Profile: Scott Hamilton, Olympia programmer

                Olympia-area programmer Scott Hamilton has programmed both as a career and as a hobby for the last 15 years.
                Hamilton, 34, started working for Imagesource in Olympia, WA when he was 19 and has been with them ever since, helping provide the company’s paperless office service.
                Hamilton said he likes working on theoretical projects playing with languages for his personal projects.

                “I love programming, so it’s a hobby, and it’s a job,” Hamilton said.
                As a youth, he wanted to become a professional baseball player, golfer, or programmer, Hamilton said. He wanted to make games, because he liked programming the music and graphics for games.
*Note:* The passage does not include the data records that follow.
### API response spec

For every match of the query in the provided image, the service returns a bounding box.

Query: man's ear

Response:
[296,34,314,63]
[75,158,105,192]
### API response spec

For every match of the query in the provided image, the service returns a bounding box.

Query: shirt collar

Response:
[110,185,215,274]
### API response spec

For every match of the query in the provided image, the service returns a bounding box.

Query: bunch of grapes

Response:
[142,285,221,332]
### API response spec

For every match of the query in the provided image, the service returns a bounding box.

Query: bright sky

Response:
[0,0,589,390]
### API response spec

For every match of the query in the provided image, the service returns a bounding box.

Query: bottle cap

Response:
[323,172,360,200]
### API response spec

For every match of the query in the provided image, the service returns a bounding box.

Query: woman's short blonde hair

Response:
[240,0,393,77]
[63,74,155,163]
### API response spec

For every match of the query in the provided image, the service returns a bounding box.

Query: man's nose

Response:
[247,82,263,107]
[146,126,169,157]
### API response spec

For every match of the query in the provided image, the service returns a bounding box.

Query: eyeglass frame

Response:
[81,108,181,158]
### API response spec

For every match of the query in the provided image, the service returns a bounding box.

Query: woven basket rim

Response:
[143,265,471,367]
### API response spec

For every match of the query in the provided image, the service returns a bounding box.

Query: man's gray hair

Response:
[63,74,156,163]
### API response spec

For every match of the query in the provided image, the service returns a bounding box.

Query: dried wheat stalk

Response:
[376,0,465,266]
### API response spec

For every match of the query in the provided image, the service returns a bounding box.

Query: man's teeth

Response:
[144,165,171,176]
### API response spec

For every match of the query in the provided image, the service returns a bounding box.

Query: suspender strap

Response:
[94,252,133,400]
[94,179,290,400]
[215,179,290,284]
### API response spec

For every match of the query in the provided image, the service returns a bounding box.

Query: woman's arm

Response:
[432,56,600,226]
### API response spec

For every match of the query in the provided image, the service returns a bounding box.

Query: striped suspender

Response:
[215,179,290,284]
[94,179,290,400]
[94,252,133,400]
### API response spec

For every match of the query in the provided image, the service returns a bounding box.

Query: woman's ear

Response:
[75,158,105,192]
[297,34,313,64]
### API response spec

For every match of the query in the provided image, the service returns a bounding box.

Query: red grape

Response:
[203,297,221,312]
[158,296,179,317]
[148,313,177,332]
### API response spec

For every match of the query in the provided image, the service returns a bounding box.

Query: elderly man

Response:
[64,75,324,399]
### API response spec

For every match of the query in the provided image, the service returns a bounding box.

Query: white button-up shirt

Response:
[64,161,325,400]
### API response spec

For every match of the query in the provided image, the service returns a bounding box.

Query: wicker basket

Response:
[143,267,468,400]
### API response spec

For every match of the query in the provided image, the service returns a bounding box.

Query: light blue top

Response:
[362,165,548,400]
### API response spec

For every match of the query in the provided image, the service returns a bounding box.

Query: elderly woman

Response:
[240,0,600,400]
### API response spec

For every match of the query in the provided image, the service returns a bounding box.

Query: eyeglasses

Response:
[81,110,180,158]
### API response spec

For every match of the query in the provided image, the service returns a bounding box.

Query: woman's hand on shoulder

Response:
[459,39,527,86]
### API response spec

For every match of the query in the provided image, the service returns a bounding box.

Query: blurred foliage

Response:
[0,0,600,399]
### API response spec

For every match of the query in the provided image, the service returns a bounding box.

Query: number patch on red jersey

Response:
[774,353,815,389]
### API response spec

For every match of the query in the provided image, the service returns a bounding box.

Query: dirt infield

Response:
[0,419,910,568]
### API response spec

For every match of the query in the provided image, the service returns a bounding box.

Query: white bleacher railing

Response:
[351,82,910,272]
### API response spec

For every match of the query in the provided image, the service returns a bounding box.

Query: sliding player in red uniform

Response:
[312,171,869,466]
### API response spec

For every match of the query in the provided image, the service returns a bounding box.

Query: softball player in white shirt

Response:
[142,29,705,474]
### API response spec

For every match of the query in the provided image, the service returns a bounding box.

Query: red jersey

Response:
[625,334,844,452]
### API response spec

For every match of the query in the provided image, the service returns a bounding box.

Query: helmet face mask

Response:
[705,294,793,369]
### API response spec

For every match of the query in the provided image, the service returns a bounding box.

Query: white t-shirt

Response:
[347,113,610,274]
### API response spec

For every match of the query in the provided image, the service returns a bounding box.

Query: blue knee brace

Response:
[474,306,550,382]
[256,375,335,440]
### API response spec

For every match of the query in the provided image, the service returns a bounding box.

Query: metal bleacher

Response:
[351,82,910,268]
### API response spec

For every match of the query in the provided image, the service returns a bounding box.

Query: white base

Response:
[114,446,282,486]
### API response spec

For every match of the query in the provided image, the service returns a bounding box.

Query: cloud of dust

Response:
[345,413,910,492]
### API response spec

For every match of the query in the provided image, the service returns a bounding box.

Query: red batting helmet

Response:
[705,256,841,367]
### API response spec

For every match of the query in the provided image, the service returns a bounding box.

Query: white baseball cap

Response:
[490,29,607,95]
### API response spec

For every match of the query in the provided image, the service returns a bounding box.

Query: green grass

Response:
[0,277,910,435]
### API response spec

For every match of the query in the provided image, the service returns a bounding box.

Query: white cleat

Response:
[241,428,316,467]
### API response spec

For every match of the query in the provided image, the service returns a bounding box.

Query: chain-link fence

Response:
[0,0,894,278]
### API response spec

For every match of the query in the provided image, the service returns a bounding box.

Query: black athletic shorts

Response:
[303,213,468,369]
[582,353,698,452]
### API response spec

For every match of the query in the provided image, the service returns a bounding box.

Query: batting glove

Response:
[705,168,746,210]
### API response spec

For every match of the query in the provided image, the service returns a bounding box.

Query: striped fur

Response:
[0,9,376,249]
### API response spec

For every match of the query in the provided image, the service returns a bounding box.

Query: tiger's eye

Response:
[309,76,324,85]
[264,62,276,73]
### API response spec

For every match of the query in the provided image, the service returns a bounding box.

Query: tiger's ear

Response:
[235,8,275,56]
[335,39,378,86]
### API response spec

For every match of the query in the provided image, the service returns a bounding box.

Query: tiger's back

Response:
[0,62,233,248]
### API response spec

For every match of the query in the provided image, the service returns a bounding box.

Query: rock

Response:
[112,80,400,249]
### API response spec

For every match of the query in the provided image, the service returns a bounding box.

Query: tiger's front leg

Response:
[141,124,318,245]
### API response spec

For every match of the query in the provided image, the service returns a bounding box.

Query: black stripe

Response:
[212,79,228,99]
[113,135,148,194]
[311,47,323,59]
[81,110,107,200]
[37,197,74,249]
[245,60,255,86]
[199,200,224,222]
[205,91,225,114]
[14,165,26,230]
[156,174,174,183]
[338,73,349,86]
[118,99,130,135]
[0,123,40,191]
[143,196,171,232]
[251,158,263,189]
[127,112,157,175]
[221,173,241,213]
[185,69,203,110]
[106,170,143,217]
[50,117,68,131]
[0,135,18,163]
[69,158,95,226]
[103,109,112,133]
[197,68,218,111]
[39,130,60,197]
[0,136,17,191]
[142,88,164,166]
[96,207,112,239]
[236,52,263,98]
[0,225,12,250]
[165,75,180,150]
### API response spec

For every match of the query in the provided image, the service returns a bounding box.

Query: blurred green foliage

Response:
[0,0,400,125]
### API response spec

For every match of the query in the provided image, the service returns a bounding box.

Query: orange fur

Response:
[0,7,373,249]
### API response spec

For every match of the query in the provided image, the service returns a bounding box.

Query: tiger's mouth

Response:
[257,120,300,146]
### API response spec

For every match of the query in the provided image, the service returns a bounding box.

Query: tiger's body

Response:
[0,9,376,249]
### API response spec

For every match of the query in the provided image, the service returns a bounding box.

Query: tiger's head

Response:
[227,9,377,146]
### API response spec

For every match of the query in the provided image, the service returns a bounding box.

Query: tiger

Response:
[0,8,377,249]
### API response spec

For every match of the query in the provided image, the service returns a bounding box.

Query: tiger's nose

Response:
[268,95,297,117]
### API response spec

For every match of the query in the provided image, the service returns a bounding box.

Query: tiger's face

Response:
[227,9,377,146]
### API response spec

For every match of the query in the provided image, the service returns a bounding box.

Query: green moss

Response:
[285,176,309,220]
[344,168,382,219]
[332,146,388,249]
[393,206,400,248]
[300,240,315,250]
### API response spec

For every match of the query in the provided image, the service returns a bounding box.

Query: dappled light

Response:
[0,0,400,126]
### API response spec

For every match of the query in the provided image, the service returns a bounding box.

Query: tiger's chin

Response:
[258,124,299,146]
                His first “real job” as a computer tech was upgrading Windows 95 for The Cheese Plate, and serving cheese, but it was not long before he moved on to Imagesource.
                At the time, in 1998, he was pursuing a technical degree at South Puget Sound Community College. One of his classmates was the owner of Imagesource. Hamilton said the owner was so impressed with Hamilton, who was tutoring others, that he hired Hamilton.
                Hamilton started working a state contract with the company putting a Visual Basic interface on a database, using an in-house framework. After that project, he decided to stick with the company. He has been working in the company’s paperless office service ever since.
                The company provides a paperless office service that involves scanning paper documents to digitize them, creating electronic forms to avoid paper in the first place, and putting together the workflow system. The role he now plays mostly involves customer interactions, mapping their business requirements to pass along to others on the team.
                Hamilton said that because of this role, he does not get to do a lot of programming at work anymore. “The programming is a treat, because that’s what I like to do,” he said.
                Hamilton said he enjoys designing languages and studying algorithms and has been able to apply cryptography at work.  He said he does not enjoy doing web presentation, but does enjoy the back end, like parsing and compiling text.
                In a recent personal project, Hamilton collaborated to create a video game in which the player pilots a space ship. He designed a basic assembly language for the ship’s computer, what is equivalent to a Commodore 64, and used Javascript to create an interpreter for that language.
                Hamilton said he enjoys learning languages, and has learned many over the years. Python is his favorite, he said, but he “appreciates” Javascript. “It’s a pretty awful language, but if you cut out all the bad parts and leave the good parts, it’s not too bad,” he said.
                If Hamilton could talk to his 19-year-old self, he said he would tell himself to pay more attention to resumes and references. He said part of him wishes he was “doing more sexy things in the programming world.”
                “Every time you do a job or project, think about it like it’s going on your resume, so you can later go back and demonstrate what you did and the relationships you formed,” he said. He said this is important not only to show potential employers, but also to show potential clients and partners.